Australia's most-famous musical town, Tamworth, is beset by a dispute over the city council's decision to reject refugees from Sudan. City councilors have voted down a request by the Department of Immigration to resettle five Sudanese families as part of a pilot program, for fear it could lead to racial unrest. The city is already divided over the presence of about 25 Sudanese men resettled there under a separate program. From Tamworth in northern New South Wales, Phil Mercer reports.
Tamworth, 595 kilometers north of Sydney, is the heart and soul of Australian country music. This dispute over refugees from Sudan threatens to overshadow the annual festival that starts here later this week.
The city council insists that it can not cope with any more Sudanese migrants. Refugees already here, like 23-year-old Henry Tombek, say they have suffered racial abuse in Tamworth.
Tombek says he rarely ventures into the city center, after he was assaulted in what he says was an unprovoked racist attack.
"Like last time I went to the club - that was the pub in the town - I was just walking, and then he just came and punched me in the face, and then I thought 'Man, you're drunk. Just go.' Then he came again," said Tombek. "From that day I didn't even go to the town, even just go do shopping."
The council's decision to reject more Sudanese is supported by many of Tamworth's residents. A recent survey has suggested that three out of four of the city's 45,000 citizens agree that the refugee resettlement program should be blocked.
There are strongly held views among some of those living on the same street as Henry Tombek and his Sudanese compatriots.
"I just don't like them mate, that's all I'm going to say," said one male resident. "I don't like the noise for a start.

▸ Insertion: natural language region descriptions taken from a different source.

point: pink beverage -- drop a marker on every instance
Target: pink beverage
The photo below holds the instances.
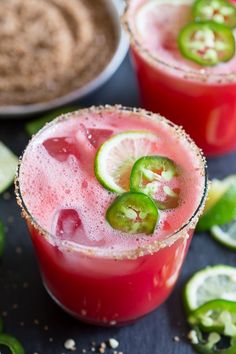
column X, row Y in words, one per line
column 201, row 99
column 95, row 272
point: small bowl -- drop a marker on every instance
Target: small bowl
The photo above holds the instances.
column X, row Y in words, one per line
column 19, row 111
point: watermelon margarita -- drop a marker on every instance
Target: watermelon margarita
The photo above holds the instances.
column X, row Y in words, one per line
column 91, row 268
column 201, row 99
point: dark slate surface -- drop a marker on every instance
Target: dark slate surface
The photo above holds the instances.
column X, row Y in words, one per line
column 24, row 301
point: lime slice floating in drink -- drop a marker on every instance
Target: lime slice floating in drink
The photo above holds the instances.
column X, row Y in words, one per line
column 8, row 166
column 221, row 204
column 115, row 158
column 225, row 234
column 211, row 283
column 133, row 213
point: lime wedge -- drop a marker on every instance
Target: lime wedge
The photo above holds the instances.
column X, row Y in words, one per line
column 34, row 126
column 2, row 242
column 221, row 204
column 210, row 283
column 225, row 234
column 115, row 158
column 8, row 166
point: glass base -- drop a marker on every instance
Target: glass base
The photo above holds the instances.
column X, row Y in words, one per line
column 86, row 319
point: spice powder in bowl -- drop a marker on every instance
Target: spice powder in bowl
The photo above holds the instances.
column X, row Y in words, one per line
column 49, row 48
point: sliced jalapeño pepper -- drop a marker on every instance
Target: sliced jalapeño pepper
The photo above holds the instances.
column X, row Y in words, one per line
column 206, row 43
column 215, row 316
column 213, row 344
column 133, row 213
column 2, row 239
column 154, row 176
column 11, row 343
column 220, row 11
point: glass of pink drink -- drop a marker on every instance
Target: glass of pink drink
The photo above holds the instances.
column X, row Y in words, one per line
column 201, row 99
column 96, row 273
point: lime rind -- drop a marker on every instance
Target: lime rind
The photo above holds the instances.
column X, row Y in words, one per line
column 8, row 166
column 118, row 154
column 210, row 283
column 226, row 235
column 222, row 208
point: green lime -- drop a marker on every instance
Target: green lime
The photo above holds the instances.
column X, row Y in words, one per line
column 215, row 315
column 115, row 158
column 8, row 166
column 152, row 175
column 133, row 213
column 14, row 346
column 210, row 283
column 221, row 204
column 225, row 234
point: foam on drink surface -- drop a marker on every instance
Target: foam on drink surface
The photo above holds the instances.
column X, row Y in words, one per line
column 60, row 191
column 157, row 23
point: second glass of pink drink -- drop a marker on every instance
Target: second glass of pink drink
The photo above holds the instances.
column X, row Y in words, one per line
column 201, row 99
column 97, row 271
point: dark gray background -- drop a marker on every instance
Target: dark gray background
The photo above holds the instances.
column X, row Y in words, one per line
column 24, row 300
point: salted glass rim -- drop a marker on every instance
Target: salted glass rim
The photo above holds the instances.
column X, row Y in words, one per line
column 138, row 251
column 154, row 60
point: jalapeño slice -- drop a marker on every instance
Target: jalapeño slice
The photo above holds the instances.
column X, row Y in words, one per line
column 206, row 43
column 153, row 175
column 133, row 213
column 220, row 11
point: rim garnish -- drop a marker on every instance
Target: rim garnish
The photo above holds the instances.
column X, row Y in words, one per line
column 156, row 177
column 8, row 166
column 206, row 43
column 133, row 213
column 220, row 11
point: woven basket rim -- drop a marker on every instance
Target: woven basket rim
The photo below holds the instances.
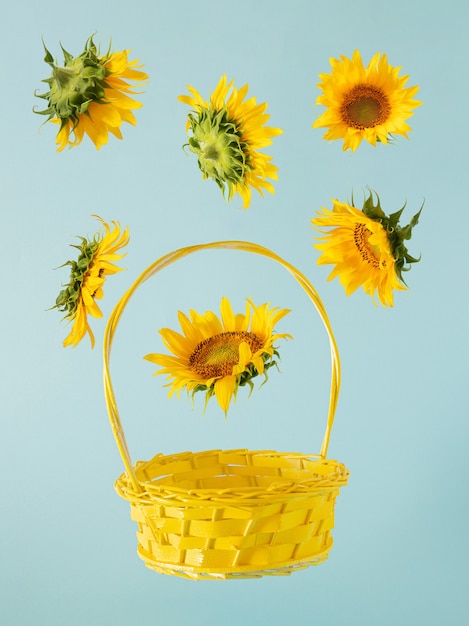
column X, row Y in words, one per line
column 150, row 491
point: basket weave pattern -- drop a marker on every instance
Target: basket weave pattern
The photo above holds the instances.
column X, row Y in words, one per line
column 223, row 514
column 233, row 513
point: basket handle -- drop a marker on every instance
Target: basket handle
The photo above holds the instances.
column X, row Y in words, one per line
column 161, row 264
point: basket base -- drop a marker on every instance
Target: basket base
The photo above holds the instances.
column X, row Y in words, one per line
column 225, row 514
column 239, row 573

The way they're going every night. They go 'til five, three and four o'clock in the bloody morning. We've been here for bloody many years, mate. We don't want them things here."
"If they don't know what our laws and what our culture is like and they are just plonked here, they are going to react as they would in their own country, which is totally different to the Australian way of life," said another male resident.
Tamworth's mayor said recently that the Sudanese were responsible for a mini-crime wave, even though the police have disputed that claim.
The refugees also deny allegations that they are troublemakers.
"Some people say like here in Tamworth we causing trouble. How? How are we going to do that? From work to home, home to work. How are we going to cause trouble to people?" he asked. "Some people look at us because we are black they know - the main reason because we are black. You know, we got many people from different backgrounds, you know. We got Muslim people, we got Lebanese, Iraqi. Why they pick on us? Why?"
Not everyone in Tamworth objects to the refugees, and the issue has become extremely contentious here. After much negative publicity, the city council is now in damage-control mode.
Officials are saying it is not a question of criminality or race, but simply one of resources.
They argue that new migrants would need expert trauma counseling, legal assistance and translators - services that Tamworth either does not have or can not afford.
The city's deputy mayor is Phil Betts, who says criticism of the council is not justified.
"A lot of it has been ill-founded. It really has," said Betts. "It's about looking after community at large, not just [the] Tamworth community, to make sure that these programs are identified as being workable and sustainable."
Betts continute that Tamworth is "not a racist town at all. It's a multicultural town."
Tamworth is gearing up for the carnival that has made it Australia's most famous musical city.
One of the festival's founding fathers is Max Ellis, who believes the refugee debate is damaging the city's reputation.
"We're very much about Australian country music, and Australian country music has always been about mateships and helping other people," he said. "For one group to be singled out - I think most Tamworth people are really offended by what's happened, and don't believe that it's indicative of what we're like as a community."
And there are those like Anglican minister Ken Fenton, who believes this part of the Australian outback will be enriched if more refugees are encouraged to come.
"We don't know how incredibly immersed in things we are - in material things. We're absolutely swamped by it. You get someone from another culture where they don't have anything and that can really change your perspective," he said. "And I don't know what Sudanese food is like. I don't know whether we're going to have great cafes, you know. "Eat here at the Sudanese cafeteria!' But there's no question that interaction between across different value systems can be very productive."
Australia is resettling more refugees from Sudan under official humanitarian programs than from any other country, including Iraq and Afghanistan. More than 3,700 Sudanese arrived last year out of a total refugee intake of 14,000.
Allowing them to make new lives in Australia is one thing. Encouraging a conservative and sometimes hostile population to accept them is apparently something far more challenging.